The Iowa-Illinois Memorial Bridge travels 66 feet above the Mississippi and is 5,148 feet in overall length. Its name honored the veterans of World War I during its dedication (northbound span) on November 18, 1935. The southbound bridge was built for $8.1 million in 1958, with both open for traffic after a 1959 closure of the original for repairs on January 20, 1960.


Peoria includes two Interstates, the main route through the city, I-74, and the bypass route, I-474. Lets take a look at the two and more…

Interstate 74 cuts a swath through the downtown area, meandering along a curved path from junction Interstate 474 & Illinois 6 northwest of the city to a brief depressed section of freeway near the central business district. A high-level cantilever bridge carries the freeway across the Illinois River into East Peoria. Once across, the road bisects hills on a southeastern trajectory to Interstate 474, Interstate 155, and Morton.

Interstate 74 descends toward the Perry Avenue under crossing through the eastern outskirts of downtown Peoria. U.S. 24 & Illinois 29 meet the freeway ahead.

Road work recently saw completion on a multi-year project to upgrade Interstate 74 through the Peoria metro area. Begun in 2002 with reconstruction of the North Street and Forrest Hill Bridges, work continued through Fall 2007.

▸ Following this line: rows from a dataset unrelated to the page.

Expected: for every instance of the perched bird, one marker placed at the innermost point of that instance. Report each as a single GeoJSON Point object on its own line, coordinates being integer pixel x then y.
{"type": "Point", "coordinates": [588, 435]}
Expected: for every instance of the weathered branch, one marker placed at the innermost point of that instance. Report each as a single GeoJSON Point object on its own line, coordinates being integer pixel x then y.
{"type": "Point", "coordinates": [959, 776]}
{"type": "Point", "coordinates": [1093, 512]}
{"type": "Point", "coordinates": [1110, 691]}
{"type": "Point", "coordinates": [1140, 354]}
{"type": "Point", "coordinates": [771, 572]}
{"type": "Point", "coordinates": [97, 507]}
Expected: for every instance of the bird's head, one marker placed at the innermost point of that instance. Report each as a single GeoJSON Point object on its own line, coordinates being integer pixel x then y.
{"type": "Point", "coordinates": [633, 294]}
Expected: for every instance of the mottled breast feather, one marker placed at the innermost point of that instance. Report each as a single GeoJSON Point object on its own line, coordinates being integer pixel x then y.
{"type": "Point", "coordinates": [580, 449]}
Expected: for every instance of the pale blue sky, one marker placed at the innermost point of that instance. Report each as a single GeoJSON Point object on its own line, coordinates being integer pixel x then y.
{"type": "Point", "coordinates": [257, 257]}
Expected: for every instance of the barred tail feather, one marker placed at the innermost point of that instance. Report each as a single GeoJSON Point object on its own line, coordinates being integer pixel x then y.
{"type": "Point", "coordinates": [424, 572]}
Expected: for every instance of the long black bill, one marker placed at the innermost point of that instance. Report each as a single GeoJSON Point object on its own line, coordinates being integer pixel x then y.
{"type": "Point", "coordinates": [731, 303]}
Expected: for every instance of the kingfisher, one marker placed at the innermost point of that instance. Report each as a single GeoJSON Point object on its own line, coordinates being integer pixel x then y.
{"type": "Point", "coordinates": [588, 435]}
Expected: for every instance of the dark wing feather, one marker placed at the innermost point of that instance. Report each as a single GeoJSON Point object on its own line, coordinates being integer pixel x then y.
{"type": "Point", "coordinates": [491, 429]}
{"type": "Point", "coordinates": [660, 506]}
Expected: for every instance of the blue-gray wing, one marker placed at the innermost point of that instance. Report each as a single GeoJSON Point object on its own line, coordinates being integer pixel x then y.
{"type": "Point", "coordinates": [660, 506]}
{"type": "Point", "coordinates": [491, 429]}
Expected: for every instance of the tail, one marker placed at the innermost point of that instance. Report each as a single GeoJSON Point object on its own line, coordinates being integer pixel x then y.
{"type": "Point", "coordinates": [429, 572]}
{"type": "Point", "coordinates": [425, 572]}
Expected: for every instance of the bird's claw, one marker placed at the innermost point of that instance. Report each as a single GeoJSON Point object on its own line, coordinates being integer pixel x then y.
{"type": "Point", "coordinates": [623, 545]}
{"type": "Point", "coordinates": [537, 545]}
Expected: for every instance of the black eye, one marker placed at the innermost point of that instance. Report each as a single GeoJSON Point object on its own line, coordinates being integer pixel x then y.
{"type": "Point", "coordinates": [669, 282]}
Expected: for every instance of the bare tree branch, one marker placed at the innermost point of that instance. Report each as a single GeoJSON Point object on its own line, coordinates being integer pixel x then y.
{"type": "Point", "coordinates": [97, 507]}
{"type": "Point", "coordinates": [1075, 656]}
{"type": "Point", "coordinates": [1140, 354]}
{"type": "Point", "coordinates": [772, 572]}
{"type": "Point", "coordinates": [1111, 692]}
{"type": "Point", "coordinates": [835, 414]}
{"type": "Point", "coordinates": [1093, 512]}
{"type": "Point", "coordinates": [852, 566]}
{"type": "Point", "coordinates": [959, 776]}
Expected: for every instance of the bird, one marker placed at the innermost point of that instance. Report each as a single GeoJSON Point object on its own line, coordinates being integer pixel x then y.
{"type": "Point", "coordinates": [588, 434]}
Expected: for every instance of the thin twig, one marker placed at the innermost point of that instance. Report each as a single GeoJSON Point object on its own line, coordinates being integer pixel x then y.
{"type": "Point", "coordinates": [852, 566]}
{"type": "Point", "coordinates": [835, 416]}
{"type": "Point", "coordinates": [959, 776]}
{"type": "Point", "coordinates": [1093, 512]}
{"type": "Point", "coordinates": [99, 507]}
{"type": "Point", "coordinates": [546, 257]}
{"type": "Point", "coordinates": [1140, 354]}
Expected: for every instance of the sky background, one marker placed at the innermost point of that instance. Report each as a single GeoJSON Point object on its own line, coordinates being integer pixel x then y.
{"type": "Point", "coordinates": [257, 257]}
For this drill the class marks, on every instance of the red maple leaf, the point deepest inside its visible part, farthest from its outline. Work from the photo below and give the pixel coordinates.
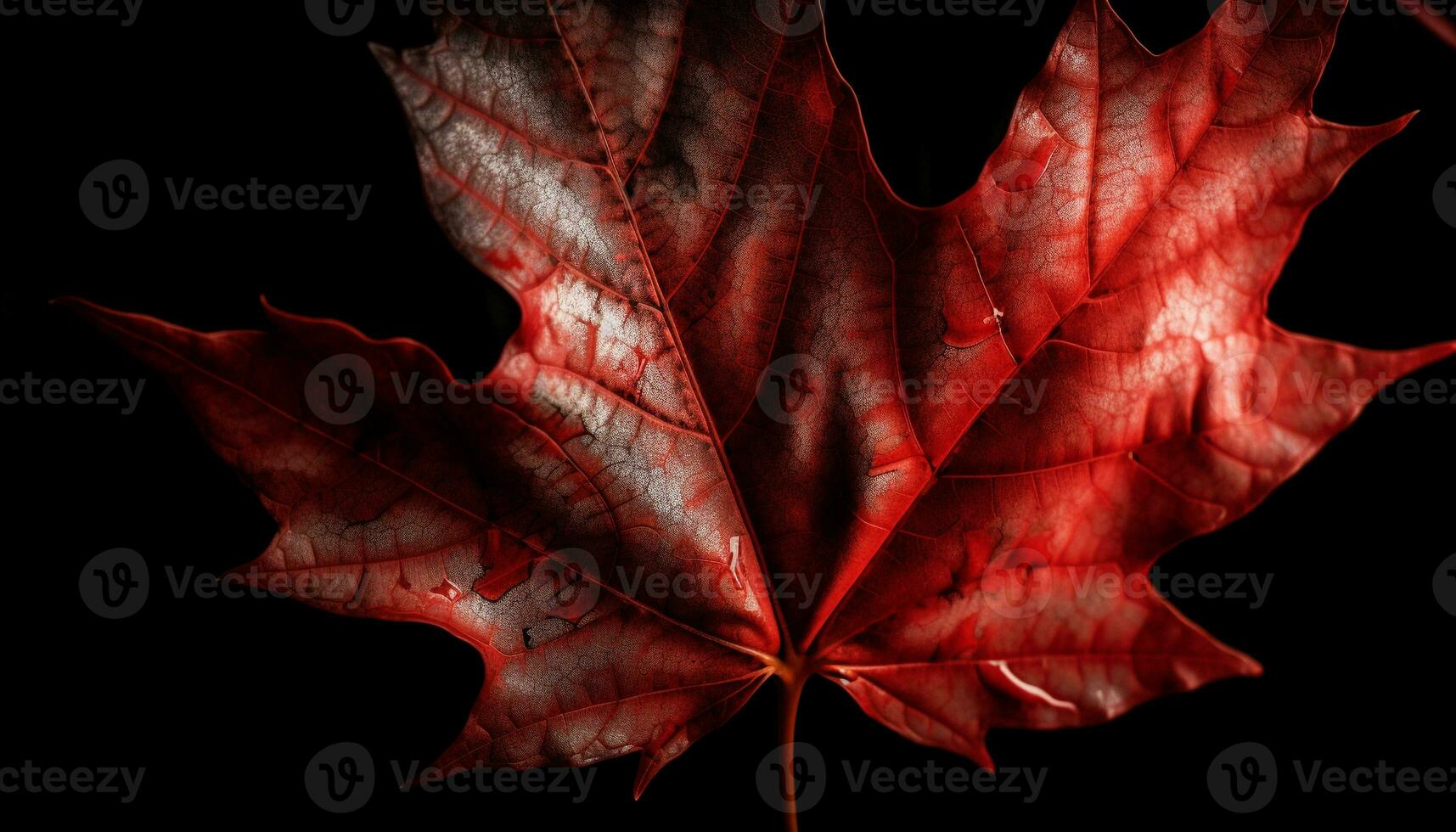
(745, 360)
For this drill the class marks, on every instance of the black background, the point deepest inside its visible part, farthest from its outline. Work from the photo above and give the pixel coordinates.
(224, 701)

Every bridge over Interstate 74 was reconstructed or replaced and now features ornamental columns. Pictured here is the Forest City Avenue overpass at the Gale Avenue (Exit 90) off-ramp of I-74 east.

Highlights of the near $500 million work included the construction of new ramps at Sterling Avenue, the raising of the Adams Street bridge over Interstate 74, rebuilding of both freeway carriageways, landscaping, and other improvements. Work affected 11 miles of roads, 32 bridges were either removed or replaced, 8 bridges were widened or reconstructed, and two tunnel ramp tunnels were built. Additionally the interchange with the Industrial Spur was reconstructed from a trumpet into a directional interchange near the east end of the Murray Baker Bridge.


Dubbed the Congestion Relief Project, the Illinois Tollway system, an integral part of Chicagoland’s highway network, is a series of construction projects aimed at modernizing and expanding the multiple-route system in northern Illinois. The overall project was approved in September 2004.

Interstate 355 northbound at Illinois 171.

One of the main aspects of the project was the modernization of the 20 main line toll collecting facilities. Work involved the conversion of the conventional toll booth barriers into a hybrid of high-speed electronic toll collection, called “open road tolling” and newly built attended toll booths for cash and coin based payment. The open road tolling works with I-Pass, a prepaid toll program that works with transponders affixed to car’s windshields that are read by sensors as drivers pass under pass readers at normal freeway speeds. Account holders may bypass the conventional toll booths, which were relocated to outside carriageways, on the tollway mainlines. Additionally I-Pass account holders are charged reduced rates.

Reaching the Des Plaines River Bridge on Interstate 355 north. Monuments are posted at each bridge end with “Veterans Memorial Tollway” inscribed on the columns.